Did some digging, it appears petblvd.com is the same store as foxmillpets.com Red flags immediately come up. Decided to pay bit more and get everything from big als for peace of mind instead

I called up big als and the tech there told me the 2026 /w media they sell does come with both the installation kit 1 + 2 (intake + spraybar) as well as all the medias. It's by far the best deal (other than petblvd.com). Ordered my new setup from there:

Hydor ETH 200 In-Line Heater-200 W 
Eheim 2026 Professionel II Canister Filter With Media Value 
Eheim Automatic Feeder 

hopefully they will last a couple years...


----------



## Bombay (Mar 6, 2006)

Still not sure how you figure it comes with the black installation kits. The picture shows the standard green plumbing parts with no mention whatsoever of the black kits.

Maybe you called and asked them, but still the question begs, why would you think they came with it?


----------



## newguy (Mar 18, 2006)

the official 2026 PROMO KIT comes with all media and both installation sets.
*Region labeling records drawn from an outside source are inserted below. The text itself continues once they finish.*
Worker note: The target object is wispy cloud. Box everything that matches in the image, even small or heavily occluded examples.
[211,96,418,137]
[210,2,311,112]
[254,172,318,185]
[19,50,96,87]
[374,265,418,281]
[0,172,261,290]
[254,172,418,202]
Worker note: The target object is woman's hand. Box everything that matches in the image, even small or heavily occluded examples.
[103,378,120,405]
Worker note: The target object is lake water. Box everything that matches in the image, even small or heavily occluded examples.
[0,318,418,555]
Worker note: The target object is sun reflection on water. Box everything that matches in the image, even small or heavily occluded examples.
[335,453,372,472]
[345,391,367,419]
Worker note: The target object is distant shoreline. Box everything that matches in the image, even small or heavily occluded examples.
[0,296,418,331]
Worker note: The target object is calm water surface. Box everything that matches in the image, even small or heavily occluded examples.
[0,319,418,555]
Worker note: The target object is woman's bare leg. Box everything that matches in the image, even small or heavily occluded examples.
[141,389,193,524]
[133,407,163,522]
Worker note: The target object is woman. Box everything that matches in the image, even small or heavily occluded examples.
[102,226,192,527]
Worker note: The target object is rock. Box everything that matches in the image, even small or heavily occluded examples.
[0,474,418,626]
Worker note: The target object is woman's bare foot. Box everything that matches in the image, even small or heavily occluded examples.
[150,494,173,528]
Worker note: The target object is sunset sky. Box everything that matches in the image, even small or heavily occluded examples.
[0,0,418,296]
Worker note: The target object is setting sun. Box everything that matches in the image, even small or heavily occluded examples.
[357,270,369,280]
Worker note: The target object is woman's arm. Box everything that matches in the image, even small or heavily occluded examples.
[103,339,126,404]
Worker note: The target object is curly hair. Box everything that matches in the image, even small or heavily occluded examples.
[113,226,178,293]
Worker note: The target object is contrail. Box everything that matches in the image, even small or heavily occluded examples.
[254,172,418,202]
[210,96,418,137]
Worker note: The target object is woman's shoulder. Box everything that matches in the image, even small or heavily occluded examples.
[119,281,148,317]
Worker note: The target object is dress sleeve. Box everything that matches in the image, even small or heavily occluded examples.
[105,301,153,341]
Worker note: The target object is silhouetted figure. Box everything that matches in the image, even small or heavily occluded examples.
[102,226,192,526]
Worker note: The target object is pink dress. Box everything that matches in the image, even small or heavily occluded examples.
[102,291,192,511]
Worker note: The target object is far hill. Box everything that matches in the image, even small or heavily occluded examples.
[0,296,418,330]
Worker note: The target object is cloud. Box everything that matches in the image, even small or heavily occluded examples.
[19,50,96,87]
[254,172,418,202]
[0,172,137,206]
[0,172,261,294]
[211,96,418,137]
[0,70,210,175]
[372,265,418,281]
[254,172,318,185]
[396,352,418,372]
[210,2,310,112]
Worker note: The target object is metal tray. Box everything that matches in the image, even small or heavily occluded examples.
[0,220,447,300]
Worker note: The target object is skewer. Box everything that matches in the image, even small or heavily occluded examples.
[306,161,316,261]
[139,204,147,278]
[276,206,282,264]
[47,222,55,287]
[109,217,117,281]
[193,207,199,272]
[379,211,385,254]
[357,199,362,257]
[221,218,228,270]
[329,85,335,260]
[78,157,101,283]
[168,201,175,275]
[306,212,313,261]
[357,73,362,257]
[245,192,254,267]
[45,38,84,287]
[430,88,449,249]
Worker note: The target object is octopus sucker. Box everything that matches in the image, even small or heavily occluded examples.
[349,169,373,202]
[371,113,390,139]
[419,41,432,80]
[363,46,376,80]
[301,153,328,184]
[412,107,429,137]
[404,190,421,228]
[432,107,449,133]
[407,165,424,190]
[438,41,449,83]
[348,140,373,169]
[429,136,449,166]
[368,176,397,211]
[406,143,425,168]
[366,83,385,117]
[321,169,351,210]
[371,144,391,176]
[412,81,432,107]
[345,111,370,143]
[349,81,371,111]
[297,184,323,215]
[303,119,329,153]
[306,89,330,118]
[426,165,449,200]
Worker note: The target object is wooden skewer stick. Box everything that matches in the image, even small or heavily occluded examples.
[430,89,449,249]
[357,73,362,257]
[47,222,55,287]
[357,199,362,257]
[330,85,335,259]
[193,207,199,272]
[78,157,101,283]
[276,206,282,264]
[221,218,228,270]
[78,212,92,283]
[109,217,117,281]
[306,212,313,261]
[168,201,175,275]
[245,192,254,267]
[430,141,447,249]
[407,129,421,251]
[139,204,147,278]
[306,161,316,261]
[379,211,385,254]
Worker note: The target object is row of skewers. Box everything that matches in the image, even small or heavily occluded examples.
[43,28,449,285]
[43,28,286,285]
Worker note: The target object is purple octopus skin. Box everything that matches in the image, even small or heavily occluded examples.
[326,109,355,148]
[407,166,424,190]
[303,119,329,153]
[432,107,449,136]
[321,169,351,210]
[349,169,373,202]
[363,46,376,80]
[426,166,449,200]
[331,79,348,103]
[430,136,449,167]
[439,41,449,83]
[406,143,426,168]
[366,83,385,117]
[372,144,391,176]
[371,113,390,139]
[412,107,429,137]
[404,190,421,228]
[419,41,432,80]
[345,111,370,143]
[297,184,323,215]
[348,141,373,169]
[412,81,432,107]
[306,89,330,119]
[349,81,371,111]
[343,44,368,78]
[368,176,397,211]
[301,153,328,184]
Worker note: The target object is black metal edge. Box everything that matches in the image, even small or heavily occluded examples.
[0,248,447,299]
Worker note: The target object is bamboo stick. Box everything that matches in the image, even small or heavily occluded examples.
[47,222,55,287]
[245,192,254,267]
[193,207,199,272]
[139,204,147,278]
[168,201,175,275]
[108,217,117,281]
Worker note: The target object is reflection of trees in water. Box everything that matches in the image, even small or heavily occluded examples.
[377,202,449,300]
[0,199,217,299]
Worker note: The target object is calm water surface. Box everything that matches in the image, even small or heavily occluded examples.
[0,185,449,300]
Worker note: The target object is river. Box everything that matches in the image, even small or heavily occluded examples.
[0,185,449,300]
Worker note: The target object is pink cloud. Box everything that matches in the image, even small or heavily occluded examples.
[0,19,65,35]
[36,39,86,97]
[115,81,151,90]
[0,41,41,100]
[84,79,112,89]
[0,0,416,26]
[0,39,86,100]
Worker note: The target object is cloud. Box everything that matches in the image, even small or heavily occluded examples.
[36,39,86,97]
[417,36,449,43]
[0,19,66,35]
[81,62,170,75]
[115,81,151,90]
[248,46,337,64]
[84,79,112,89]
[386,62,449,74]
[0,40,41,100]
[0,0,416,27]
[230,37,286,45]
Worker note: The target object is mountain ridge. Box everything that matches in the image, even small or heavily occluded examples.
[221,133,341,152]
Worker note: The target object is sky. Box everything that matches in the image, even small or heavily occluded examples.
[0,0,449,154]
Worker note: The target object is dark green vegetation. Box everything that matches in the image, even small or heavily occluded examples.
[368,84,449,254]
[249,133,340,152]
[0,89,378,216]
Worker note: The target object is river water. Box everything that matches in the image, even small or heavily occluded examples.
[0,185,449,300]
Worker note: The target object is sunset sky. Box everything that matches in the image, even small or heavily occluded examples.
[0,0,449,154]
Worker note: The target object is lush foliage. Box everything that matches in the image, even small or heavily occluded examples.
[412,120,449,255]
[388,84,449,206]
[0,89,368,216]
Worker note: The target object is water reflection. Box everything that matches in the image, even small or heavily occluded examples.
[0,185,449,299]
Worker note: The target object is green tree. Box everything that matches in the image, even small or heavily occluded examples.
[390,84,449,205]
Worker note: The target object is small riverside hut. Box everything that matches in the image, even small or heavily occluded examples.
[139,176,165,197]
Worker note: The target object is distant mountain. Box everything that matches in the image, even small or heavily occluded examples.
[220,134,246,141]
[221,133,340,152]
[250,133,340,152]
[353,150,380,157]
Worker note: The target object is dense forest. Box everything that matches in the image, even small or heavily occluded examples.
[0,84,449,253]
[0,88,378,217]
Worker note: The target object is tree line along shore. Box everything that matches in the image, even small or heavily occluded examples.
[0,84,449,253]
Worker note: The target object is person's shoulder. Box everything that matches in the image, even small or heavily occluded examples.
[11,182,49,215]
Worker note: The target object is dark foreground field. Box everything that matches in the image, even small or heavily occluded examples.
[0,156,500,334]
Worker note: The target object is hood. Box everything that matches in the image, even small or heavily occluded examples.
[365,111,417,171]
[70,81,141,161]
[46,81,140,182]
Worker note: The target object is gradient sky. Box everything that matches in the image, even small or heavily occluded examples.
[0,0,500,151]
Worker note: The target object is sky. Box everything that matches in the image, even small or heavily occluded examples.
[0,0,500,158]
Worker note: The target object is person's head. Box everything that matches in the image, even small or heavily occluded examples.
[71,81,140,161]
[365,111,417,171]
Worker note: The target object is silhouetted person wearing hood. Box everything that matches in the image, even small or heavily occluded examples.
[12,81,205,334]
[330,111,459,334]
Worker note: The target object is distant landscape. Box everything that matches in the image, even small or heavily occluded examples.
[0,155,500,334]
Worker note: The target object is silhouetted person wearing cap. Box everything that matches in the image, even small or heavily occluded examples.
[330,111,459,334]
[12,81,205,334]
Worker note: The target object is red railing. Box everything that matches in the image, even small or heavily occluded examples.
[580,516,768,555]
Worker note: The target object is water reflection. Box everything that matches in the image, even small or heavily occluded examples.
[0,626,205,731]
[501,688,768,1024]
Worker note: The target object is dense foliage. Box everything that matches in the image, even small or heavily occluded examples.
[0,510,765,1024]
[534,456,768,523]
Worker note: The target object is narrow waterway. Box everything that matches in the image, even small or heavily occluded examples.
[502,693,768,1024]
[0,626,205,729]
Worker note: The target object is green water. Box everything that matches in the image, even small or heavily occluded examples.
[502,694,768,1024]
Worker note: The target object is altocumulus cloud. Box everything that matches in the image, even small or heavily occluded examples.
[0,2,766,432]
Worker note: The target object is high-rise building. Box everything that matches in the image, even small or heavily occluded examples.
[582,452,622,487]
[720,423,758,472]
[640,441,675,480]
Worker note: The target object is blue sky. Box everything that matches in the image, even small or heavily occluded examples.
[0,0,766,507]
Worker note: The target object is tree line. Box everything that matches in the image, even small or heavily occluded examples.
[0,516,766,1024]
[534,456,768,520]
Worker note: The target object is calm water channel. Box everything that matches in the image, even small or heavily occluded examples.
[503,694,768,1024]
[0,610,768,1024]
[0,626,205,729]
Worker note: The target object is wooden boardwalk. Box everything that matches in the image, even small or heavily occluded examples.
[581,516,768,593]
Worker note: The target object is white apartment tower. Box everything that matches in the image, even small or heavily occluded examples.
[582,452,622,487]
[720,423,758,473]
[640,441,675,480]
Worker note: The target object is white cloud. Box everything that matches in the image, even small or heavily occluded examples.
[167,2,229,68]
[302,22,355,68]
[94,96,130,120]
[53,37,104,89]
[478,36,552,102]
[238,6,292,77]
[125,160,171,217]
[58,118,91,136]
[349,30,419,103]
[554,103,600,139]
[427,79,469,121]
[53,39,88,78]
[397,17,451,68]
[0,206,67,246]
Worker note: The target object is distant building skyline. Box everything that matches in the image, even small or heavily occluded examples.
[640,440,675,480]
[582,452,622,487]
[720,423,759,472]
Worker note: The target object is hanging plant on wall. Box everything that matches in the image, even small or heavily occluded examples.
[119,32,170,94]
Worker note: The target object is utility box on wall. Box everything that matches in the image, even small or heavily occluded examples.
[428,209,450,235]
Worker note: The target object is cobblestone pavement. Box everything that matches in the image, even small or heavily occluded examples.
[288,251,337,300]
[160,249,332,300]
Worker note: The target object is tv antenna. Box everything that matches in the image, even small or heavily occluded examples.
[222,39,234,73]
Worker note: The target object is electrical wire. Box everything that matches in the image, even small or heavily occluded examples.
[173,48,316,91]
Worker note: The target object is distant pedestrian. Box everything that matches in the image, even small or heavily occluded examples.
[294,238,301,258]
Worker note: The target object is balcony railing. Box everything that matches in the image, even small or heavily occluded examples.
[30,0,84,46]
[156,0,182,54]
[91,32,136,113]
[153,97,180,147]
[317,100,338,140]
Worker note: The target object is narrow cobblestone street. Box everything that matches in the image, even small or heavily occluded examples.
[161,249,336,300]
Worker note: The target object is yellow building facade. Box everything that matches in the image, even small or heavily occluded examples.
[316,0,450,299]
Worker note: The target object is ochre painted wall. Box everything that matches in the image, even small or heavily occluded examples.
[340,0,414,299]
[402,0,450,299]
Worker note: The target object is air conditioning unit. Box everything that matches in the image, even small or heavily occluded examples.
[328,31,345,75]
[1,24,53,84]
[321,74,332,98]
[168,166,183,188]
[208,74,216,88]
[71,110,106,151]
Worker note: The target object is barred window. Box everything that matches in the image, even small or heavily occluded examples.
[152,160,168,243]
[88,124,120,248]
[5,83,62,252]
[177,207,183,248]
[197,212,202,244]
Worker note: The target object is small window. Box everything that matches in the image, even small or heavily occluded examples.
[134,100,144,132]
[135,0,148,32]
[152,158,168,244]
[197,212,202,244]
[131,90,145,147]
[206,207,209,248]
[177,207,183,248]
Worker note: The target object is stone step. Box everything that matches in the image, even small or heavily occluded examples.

Why dont you just call petblvd and ask them. i called big als and they confirmed it comes with it.


----------



## psidriven (Feb 21, 2004)

Sorry to bring up an old thread. Wanted to know what were 2026 users impression of the noise level? Motor noise, water burbles, etc. Things that you cannot adjust out like spraybar position.

Thanks,
Tony


----------



## Cavan Allen (Jul 22, 2004)

There is no noise.


----------



## Laith (Sep 4, 2004)

psidriven said:


> Sorry to bring up an old thread. Wanted to know what were 2026 users impression of the noise level? Motor noise, water burbles, etc. Things that you cannot adjust out like spraybar position.
> 
> Thanks,
> Tony


Noise? NOISE?? From an Eheim??


----------



## Moo (Apr 27, 2006)

Hey uh whats that website address to big als? I can't seem to find it.


----------



## Raul-7 (Feb 4, 2004)

Moo said:


> Hey uh whats that website address to big als? I can't seem to find it.


www.bigalsonline.com


----------



## Moo (Apr 27, 2006)

Thanks.
Wow, that makes me feel kinda dumb. Who would have guessed such a simple addy, huh?

thanks much again!
-matt


----------